How is numeracy taught in a reception class?
Once your child is in a reception class, s/he will be working to the guidelines of the National Numeracy Strategy. Later in the school this will mean that about an hour each day is completely devoted to mathematics, but in a reception class this is very unlikely to be the case.
Your child will certainly do some number work everyday, but this will probably be a mixture of:
- whole class work
number rhymes and songs, counting, games, listening to number stories, learning and talking about number facts
- taught group work
working with other children and a teacher
- independent group work
working with other children alone or with a classroom assistant
In addition to games, practical activities and writing numbers, playful activities such as the sand tray, 'home corner' or construction toys are often used to introduce and practise number skills.
What sort of number work will my child be doing in Reception?
At the start of the reception year children work mostly with numbers to 10, although by the end of the year they will be able to talk about numbers to 20 and sometimes beyond.

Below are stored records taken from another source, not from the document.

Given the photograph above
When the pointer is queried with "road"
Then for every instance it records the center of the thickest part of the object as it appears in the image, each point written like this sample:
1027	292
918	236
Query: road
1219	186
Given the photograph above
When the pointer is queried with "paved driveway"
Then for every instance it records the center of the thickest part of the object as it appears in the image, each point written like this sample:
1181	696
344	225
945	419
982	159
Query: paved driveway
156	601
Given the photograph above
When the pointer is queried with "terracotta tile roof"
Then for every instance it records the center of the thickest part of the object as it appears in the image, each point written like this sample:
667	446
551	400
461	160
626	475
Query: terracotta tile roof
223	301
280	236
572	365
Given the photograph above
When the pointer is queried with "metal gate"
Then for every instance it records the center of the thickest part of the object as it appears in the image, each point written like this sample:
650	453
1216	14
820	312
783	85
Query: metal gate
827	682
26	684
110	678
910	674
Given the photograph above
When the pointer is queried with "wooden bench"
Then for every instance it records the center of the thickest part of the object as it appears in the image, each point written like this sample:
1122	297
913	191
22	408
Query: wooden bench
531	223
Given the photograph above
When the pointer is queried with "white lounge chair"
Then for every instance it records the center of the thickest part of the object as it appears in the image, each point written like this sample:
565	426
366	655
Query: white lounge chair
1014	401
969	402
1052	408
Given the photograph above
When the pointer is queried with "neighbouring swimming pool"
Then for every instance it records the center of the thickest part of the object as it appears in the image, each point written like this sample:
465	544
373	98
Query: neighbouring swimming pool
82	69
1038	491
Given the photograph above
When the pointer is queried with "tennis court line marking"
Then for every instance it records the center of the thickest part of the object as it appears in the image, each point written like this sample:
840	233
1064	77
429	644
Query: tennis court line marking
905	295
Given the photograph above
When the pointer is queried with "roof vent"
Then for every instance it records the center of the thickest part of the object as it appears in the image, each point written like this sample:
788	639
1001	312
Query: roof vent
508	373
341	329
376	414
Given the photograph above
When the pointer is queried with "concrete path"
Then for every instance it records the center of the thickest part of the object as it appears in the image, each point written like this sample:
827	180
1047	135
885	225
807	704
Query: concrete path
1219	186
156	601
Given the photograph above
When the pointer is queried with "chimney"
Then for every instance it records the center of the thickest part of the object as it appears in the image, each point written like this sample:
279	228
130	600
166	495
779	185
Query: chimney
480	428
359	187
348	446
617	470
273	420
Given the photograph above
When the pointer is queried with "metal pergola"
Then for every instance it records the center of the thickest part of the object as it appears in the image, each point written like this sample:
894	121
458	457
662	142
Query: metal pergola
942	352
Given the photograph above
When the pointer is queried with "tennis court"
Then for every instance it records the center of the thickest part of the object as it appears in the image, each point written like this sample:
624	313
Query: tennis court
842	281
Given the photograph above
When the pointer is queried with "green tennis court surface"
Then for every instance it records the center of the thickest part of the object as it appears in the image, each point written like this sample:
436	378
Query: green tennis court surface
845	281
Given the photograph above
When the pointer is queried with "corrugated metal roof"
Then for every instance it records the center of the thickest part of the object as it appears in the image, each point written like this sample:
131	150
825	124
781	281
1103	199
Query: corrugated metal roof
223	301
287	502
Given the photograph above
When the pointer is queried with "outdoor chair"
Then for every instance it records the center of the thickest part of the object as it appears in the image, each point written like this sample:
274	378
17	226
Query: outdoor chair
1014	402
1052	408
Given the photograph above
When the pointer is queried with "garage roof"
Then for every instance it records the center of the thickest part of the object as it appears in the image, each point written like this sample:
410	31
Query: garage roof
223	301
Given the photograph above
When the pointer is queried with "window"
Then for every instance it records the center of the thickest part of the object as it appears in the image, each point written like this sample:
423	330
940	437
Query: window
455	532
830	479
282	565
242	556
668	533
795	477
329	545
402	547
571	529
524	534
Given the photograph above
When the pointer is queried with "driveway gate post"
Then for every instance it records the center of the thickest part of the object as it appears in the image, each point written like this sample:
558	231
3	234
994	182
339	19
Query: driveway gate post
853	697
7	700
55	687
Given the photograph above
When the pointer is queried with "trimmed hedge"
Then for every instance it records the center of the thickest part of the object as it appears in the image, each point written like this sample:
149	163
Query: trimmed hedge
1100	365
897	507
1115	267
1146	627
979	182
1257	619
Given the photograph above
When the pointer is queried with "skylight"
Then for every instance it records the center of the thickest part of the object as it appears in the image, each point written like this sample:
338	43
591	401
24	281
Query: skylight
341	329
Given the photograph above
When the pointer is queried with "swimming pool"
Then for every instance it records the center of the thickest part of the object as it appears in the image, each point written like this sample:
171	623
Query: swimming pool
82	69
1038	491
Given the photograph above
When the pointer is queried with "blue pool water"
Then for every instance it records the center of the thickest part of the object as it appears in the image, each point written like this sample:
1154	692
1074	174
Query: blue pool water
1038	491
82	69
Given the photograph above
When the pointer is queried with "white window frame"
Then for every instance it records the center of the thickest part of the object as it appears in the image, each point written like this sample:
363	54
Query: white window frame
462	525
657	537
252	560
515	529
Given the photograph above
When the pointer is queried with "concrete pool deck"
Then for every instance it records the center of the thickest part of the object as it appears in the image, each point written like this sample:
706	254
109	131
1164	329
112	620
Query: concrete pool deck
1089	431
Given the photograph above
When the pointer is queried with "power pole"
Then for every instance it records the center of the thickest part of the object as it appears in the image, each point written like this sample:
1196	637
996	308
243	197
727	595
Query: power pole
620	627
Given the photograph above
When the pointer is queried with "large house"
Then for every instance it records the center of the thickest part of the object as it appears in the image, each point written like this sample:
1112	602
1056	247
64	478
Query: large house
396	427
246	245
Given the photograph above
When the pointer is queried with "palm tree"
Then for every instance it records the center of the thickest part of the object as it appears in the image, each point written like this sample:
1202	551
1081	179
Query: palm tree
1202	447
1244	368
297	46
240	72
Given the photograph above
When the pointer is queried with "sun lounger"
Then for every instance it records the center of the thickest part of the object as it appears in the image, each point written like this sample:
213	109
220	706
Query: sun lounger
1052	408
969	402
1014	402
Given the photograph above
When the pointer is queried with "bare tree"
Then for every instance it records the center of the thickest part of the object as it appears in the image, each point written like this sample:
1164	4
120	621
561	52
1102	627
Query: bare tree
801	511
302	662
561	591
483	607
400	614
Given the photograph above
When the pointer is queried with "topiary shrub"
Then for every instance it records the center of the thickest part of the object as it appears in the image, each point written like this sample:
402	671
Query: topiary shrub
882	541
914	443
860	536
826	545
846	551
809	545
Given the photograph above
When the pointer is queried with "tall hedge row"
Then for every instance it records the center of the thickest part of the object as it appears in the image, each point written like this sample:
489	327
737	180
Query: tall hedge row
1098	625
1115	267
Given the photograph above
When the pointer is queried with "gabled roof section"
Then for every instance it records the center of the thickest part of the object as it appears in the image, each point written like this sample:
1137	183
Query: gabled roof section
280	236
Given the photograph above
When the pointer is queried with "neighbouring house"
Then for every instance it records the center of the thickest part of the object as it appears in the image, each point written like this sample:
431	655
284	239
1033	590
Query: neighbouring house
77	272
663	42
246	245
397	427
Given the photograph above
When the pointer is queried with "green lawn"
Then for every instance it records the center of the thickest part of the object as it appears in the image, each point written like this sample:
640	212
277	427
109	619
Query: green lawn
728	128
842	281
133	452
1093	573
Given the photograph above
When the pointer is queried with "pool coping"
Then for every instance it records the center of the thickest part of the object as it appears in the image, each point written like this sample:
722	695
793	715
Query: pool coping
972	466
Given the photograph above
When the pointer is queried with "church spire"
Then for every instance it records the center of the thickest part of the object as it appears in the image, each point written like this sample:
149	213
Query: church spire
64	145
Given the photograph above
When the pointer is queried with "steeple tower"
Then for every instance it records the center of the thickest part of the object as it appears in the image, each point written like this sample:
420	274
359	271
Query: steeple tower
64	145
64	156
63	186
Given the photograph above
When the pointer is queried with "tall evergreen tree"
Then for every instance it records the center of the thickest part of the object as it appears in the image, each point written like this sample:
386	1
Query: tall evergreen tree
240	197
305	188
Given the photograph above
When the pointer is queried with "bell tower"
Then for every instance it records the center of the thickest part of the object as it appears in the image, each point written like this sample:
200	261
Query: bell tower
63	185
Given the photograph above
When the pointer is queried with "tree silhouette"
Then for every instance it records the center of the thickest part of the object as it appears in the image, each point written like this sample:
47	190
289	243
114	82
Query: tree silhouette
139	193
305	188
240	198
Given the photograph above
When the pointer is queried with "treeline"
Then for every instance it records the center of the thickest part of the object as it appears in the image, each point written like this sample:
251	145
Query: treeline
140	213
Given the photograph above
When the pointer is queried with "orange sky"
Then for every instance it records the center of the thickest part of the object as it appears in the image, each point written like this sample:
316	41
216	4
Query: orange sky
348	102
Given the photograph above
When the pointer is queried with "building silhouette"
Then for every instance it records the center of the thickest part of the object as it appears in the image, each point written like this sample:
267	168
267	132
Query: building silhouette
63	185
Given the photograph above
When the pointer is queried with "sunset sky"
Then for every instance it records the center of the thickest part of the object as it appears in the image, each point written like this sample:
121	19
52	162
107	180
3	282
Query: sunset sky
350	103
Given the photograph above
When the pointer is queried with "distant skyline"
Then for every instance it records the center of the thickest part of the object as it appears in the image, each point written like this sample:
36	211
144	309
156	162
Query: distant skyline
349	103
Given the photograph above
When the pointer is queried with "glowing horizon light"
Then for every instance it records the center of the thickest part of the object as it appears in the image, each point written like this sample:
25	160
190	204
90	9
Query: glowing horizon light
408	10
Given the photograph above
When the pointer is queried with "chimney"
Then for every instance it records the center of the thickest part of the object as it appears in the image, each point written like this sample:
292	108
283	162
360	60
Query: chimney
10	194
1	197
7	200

Understanding the sequence of numbers is one of the most important building blocks of mathematics, and so children in reception classes spend a great deal of time counting, ordering and reciting numbers, and learning to recognise them as both numerals and words.
Children at this age begin to learn to add by bringing groups of objects together and counting the total, or by 'counting on'. Similarly they will learn to subtract by splitting up groups of objects or by 'counting back'.

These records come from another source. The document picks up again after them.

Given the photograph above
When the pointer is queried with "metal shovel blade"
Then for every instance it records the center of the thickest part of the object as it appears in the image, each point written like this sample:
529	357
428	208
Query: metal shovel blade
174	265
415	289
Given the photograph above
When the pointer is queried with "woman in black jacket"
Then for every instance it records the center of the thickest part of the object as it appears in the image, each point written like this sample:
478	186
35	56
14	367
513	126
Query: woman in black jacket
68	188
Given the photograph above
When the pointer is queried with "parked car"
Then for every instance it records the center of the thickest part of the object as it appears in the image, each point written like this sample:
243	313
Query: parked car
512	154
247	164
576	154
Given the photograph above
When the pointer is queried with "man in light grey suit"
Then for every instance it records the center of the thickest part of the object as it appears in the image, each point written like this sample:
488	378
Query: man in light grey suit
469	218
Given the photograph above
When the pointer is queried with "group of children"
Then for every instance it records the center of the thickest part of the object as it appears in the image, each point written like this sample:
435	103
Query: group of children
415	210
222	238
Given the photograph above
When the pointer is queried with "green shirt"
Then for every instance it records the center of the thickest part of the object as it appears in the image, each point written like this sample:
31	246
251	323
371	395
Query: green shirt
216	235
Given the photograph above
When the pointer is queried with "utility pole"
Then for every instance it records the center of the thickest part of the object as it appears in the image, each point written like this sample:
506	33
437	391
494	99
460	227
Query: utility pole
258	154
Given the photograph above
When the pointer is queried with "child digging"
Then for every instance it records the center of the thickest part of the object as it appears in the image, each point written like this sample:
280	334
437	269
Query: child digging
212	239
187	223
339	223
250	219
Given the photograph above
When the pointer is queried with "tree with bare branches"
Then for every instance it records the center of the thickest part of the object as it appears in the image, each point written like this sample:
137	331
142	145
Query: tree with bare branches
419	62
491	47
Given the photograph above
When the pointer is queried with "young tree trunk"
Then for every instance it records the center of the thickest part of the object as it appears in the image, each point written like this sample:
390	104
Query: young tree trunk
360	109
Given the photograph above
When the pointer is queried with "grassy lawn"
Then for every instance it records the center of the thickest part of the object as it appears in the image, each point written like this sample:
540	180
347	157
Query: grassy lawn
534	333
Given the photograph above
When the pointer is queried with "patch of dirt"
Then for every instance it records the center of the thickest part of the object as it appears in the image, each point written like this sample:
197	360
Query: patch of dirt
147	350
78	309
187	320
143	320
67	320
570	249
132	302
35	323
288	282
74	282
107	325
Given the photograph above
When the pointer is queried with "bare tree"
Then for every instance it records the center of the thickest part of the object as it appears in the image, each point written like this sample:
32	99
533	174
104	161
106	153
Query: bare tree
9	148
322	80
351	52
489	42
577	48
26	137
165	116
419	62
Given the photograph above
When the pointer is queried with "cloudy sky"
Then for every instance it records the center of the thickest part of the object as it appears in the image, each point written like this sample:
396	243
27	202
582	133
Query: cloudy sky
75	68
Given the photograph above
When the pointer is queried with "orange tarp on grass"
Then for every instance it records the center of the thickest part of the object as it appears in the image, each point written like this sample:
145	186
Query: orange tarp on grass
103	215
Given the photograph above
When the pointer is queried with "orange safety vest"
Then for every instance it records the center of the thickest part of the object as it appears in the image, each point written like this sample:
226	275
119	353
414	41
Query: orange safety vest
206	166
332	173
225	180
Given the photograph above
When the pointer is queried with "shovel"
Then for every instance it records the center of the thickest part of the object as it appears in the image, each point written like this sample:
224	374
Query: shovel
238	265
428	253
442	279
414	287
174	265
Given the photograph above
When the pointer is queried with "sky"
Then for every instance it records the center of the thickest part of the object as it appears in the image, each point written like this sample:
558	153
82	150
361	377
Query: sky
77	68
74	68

Most of this work will be practical, and you will notice that your child does much less written number work than you may remember doing yourself at the same age.
What is important is that children talk about their learning and ideas, developing a 'mathematical vocabulary' and a solid understanding of the number system.
Helping your child
- Help your child to practise counting through singing, rhymes and games, and to develop an awareness of numbers in everyday experiences. ( See section on Things to do at Home)
- Choose a time to practise numbers when your child is not feeling tired or reluctant. Mornings can be a better time than after school
- Short but frequent times, (five or ten minutes), spent together enjoying activities which practise number skills are the best way of helping young children to become confident mathematicians.
- Give plenty of praise and encouragement and always consult your child's teacher if there appear to be any particular difficulties.